Stress in Pregnancy May Make Kids Vulnerable to Stress
Study Suggests Stress in Pregnancy Is Linked to Changes in Genes That Affect Stress
WebMD News Archive
July 19, 2011 -- Children born to mothers who are highly stressed during pregnancy exhibit genetic changes that may make them more vulnerable to stress themselves, new research finds.
The study found that children and teens whose mothers had been victims of domestic violence during pregnancy had altered expression of a gene that has been linked to stress response and behavioral problems.
Researchers say the finding suggests that alterations in gene expression in the womb that result from exposure to maternal stress can persist through childhood and into adulthood.
Helen Gunter, PhD, of Germany's University of Konstanz, says the study is the first to link stress during pregnancy to sustained changes in DNA methylation, a process involved in turning genes on and off.
"This is a potential mechanism to explain how exposure to prenatal stressors could influence psychological function throughout life," she tells WebMD.
The study included 25 children and teens between the ages of 10 and 19 and their mothers.
The mothers completed a questionnaire designed to screen for intimate partner violence upon entering the study; eight mothers were found to have experienced such violence during pregnancy.
The researchers then analyzed the methylation status of the children, specifically focusing on the stress-response-mediating glucocorticoid receptor (GR) gene.
Stress Exposure in Womb
The analysis revealed that prenatal exposure to intimate partner violence was associated with alterations in the methylation of the GR promoter indicative of an impaired ability to cope with stress.
"This is the first demonstration that gestational exposure to psychological stressors can have a lasting impact on methylation status in human offspring," the researchers write. "Our results provide a potential mechanism -- methylation of the GR promoter -- upon which prenatal stress could act to influence psychological function."
Gunter says the next phase of the research will involve behavioral testing to determine if children with these alterations actually have impaired coping skills.
The study is published online in Translational Psychiatry.

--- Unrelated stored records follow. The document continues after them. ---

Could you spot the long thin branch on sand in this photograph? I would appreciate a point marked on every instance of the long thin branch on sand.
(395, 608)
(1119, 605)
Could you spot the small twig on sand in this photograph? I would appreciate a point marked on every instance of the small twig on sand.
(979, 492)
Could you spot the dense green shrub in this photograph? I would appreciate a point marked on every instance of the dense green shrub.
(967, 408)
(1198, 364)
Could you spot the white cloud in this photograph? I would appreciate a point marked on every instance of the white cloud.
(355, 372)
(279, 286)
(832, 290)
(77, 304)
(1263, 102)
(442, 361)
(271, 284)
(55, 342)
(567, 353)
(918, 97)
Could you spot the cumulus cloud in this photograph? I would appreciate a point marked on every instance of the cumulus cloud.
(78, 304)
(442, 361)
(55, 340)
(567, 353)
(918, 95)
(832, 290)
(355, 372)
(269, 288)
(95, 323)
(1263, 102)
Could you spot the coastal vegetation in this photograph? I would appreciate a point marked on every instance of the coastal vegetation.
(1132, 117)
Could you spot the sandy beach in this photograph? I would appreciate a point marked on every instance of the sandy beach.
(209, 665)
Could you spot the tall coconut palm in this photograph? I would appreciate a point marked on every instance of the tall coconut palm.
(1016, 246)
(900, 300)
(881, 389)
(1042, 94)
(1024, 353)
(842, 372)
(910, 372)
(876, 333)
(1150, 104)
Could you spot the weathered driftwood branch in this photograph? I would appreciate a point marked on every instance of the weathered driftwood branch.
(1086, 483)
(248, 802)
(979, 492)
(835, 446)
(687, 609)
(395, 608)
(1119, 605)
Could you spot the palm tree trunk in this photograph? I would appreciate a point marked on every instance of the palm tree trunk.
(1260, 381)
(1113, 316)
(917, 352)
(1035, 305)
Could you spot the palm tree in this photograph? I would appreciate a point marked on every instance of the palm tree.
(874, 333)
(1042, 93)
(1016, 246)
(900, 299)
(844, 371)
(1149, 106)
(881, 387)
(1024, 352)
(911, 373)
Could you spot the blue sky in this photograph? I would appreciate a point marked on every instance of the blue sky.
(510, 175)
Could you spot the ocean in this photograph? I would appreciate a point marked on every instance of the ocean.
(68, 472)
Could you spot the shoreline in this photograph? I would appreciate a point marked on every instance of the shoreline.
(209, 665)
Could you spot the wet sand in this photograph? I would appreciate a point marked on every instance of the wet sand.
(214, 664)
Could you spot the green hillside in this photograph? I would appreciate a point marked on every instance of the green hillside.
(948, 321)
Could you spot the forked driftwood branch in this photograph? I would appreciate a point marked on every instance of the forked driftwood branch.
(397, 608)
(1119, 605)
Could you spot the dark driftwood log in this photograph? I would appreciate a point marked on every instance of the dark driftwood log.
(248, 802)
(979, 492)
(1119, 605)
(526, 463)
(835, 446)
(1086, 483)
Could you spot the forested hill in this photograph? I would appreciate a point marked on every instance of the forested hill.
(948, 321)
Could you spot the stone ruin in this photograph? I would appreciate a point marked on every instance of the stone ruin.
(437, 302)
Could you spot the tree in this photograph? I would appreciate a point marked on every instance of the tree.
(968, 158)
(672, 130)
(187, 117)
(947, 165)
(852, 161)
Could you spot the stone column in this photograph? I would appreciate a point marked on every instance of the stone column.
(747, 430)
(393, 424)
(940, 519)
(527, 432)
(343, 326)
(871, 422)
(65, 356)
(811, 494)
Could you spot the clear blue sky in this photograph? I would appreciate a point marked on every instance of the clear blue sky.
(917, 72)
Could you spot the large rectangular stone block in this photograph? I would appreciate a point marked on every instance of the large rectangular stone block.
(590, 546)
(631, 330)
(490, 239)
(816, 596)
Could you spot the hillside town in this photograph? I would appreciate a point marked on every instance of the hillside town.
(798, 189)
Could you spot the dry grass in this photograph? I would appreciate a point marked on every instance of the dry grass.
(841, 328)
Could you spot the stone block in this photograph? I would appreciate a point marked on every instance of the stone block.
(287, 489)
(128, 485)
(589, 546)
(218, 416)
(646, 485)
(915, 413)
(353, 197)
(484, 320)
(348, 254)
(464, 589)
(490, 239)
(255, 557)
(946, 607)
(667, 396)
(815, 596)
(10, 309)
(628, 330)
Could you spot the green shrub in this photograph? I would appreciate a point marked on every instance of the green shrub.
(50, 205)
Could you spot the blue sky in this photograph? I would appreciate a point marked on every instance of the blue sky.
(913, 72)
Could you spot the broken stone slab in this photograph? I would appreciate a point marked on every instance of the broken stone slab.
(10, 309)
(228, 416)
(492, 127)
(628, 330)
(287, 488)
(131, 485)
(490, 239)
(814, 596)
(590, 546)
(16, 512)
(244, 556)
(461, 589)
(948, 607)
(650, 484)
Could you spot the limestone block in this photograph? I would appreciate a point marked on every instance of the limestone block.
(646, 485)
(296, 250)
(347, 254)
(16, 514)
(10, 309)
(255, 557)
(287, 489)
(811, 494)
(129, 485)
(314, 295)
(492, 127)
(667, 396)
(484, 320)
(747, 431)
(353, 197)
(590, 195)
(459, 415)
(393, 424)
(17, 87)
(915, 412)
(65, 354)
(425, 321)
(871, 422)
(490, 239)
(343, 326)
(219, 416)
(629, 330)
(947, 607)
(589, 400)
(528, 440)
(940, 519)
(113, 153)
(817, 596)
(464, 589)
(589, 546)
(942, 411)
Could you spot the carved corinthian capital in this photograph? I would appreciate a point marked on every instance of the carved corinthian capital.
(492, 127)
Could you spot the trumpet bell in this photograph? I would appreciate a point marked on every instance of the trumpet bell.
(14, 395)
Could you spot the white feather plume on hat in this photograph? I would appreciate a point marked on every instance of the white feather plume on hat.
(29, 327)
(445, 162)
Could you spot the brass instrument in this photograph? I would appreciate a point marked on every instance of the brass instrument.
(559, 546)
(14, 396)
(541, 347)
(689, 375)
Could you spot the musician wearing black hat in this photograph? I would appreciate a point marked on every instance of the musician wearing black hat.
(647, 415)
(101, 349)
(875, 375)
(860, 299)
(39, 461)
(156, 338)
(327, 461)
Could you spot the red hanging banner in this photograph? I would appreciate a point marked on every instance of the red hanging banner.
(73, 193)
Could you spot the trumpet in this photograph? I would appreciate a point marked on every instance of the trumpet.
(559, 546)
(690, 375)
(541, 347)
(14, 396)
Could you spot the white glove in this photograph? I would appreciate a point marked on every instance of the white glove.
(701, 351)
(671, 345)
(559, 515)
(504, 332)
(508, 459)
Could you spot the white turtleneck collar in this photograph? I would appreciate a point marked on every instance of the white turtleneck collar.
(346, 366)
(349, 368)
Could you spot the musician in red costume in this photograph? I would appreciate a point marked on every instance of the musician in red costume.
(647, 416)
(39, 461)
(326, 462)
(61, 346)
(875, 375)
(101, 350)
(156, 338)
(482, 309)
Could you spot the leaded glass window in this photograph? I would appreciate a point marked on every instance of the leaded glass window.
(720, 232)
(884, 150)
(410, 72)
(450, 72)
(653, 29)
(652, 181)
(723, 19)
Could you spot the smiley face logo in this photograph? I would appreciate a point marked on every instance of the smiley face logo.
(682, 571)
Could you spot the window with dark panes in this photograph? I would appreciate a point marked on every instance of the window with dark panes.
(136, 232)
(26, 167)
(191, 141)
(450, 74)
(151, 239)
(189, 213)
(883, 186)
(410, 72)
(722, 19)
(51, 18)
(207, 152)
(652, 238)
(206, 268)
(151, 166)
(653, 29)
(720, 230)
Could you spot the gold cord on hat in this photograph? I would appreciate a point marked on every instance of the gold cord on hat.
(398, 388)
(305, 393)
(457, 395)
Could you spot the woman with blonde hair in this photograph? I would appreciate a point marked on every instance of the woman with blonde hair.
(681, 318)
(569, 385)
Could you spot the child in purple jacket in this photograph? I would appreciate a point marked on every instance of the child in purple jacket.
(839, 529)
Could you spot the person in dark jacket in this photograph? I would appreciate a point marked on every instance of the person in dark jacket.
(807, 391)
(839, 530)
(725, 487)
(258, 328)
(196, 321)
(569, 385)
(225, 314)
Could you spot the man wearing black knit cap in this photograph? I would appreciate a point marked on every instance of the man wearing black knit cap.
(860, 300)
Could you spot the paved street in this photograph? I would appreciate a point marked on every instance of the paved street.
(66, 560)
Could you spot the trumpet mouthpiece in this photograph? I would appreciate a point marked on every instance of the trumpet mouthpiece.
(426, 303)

Thomas Elbert, PhD, who is a professor of neuropsychology and clinical psychology at the University of Konstanz, says revolutionary developments in the field of gene sequencing should lead to a much better understanding of how prenatal exposures alter gene expression, behavior, and even susceptibility to disease.
"Now that we can sequence full genomes relatively cheaply there is no telling what we will find," he says. "I do believe we will know a lot more in the next two or three years than we know today."
He says the findings also emphasize the importance of domestic violence interventions that target women in their childbearing years.